You know you’re the mom of a two year old when your idea of a spa day is 10 extra minutes in the bathroom all by yourself.

But I digress.  I’ve been off work for the past week and home with the munchkin but I’ve gotten very little done in the writing arena.  Sunday we went to a graduation party and the munchkin fell asleep just as we got there so I sat in the car with her while she napped and managed to plot out the first quarter to third of Biomalware.  Do you think I actually wrote any of that this week?  Nope.  I did put together some stories on Monday, toward a collection, but I want to write a few more before putting it out there.
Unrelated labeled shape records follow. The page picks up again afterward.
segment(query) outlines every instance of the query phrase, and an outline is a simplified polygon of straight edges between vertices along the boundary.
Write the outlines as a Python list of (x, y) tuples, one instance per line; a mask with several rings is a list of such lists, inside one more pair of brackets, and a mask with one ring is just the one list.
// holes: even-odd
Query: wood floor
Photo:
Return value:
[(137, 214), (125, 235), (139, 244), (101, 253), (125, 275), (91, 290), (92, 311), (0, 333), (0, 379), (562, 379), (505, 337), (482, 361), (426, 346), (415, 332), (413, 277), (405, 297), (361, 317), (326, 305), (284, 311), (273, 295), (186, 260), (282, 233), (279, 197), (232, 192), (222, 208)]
So, was it a wasted week?  Of course not!  I did get those two things done, but more than that I got some rest, relaxation and well filling in.  I’ve read a couple short urban fantasy stories from the Strange Brew anthology, quite a bit of Susan Wittig Albert’s The Darling Dahlias and the Cucumber Tree mystery, and I’ve caught up on some blog reading.  I’ve gotten a couple naps in (albeit mostly contorted on a love seat next to the munchkin but one was a lovely half hour all to myself in a darkened bedroom with a summer breeze coming through the window.)  We got to see a funny and fluffy movie based on Janet Evanovich’s mysteries, called One for the Money.  I got my car cleaned out today and made a plan this week for organizing the house and getting the yard back in shape.  (Planning is so much easier than doing, dontcha think?  But it’s a necessary step.)  No real travel this vacation but soon, and there’s certainly been plenty of good beverages, though mostly chilled. 

So, no, it hasn’t been a wasted week.  I’m feeling very relaxed these days and better able to deal with the challenges of life in general.  Certainly more ready to put some of my plans into action.  What more could you ask from a vacation?